Dr. Lamb lowered the paper, squinting down at her daughter like she had just been given a toad.
“Why are you showing me this picture?” she asked slowly.
“Do you know him?” asked Eleanor. “Did you meet him in Japan?”
“Of course not,” said Dr. Lamb. “Why, he was probably…” She looked at the ad again. “He might have only been in his teens at that time. Oh, Eleanor. We were at war, and Japan was not a friendly place to outsiders. Why on Earth would you ask such a thing?”
Eleanor’s smile fell. “I just… I just thought…”

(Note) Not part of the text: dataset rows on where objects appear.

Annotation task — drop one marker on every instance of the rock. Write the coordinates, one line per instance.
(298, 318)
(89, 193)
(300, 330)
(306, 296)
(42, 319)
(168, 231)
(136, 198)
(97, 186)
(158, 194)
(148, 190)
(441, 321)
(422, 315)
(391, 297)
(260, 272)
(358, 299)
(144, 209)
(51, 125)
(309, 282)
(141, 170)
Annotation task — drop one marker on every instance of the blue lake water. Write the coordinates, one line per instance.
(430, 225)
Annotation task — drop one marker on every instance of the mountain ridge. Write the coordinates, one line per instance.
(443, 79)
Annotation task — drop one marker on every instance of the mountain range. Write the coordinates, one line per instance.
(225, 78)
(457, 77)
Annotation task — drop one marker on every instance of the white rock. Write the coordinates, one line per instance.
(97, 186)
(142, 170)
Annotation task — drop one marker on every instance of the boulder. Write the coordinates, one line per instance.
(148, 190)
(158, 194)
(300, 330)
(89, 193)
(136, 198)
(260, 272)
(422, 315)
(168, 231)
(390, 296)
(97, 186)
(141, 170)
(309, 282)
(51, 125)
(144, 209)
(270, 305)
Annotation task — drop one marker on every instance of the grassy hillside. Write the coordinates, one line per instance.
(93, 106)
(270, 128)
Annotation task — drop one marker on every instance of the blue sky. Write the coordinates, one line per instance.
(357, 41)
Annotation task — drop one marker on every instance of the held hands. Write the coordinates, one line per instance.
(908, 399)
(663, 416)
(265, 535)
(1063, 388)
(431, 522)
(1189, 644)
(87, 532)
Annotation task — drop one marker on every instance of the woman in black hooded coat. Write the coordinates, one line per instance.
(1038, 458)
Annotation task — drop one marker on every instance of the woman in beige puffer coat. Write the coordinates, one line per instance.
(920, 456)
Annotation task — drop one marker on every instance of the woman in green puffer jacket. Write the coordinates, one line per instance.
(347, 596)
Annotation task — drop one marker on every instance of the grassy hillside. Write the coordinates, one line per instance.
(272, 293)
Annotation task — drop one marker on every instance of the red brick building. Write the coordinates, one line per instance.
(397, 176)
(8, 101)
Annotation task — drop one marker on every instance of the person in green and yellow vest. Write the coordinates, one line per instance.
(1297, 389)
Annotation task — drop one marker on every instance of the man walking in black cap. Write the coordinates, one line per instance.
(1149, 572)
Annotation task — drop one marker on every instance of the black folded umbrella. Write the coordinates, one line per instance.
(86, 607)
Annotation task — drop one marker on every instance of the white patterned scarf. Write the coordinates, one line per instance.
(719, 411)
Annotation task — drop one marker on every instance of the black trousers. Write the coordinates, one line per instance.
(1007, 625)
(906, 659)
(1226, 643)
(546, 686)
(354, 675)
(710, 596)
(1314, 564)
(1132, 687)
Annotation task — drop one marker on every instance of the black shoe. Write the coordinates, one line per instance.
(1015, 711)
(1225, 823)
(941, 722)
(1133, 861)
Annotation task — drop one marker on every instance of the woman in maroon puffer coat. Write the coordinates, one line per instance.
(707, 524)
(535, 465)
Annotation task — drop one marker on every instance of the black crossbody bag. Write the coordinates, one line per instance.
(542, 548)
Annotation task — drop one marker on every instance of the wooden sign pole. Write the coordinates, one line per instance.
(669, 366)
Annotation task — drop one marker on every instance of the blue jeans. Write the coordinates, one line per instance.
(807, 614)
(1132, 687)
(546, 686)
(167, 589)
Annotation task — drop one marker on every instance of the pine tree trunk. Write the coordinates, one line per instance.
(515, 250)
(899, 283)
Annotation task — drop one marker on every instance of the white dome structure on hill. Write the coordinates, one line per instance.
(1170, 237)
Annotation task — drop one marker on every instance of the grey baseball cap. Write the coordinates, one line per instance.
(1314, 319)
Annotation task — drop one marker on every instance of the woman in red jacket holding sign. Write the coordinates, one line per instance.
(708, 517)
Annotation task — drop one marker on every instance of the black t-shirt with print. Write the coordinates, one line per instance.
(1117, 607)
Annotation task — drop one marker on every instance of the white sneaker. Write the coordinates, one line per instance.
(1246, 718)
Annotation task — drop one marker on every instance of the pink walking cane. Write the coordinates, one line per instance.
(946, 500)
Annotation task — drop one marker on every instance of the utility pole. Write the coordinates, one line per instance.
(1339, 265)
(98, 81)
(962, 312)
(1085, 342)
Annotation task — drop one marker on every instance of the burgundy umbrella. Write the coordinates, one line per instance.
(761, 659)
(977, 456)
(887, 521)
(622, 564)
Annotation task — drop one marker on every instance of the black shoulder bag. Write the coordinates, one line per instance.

“Did he give an interview?” Dr. Lamb paled. “Is Ryan trying to connect us?” She flipped the paper closed, glanced over the front page.
“N-no,” Eleanor said, twisting her hands. “I just thought maybe you…”
She leaned against the wall, took her glasses off, rubbed her forehead. “Oh, Eleanor. I…”
For a moment, both of them stood very quietly. Far away, a minute hand ticked. Dr. Lamb pushed the heel of her hand into one eye, then the other.
No, no, she could not. She would not.
She took a deep and shuddering breath.
“Today was very difficult for me, Eleanor,” she said at last. “I know better than to give in to emotional excess.”
“It’s okay,” Eleanor said solemnly, wrapping her arms around Dr. Lamb’s legs. “You’re only human.”
Dr. Lamb laughed. It was a colorless fluttering sound. Eleanor gazed up and laughed with her as loudly as she could.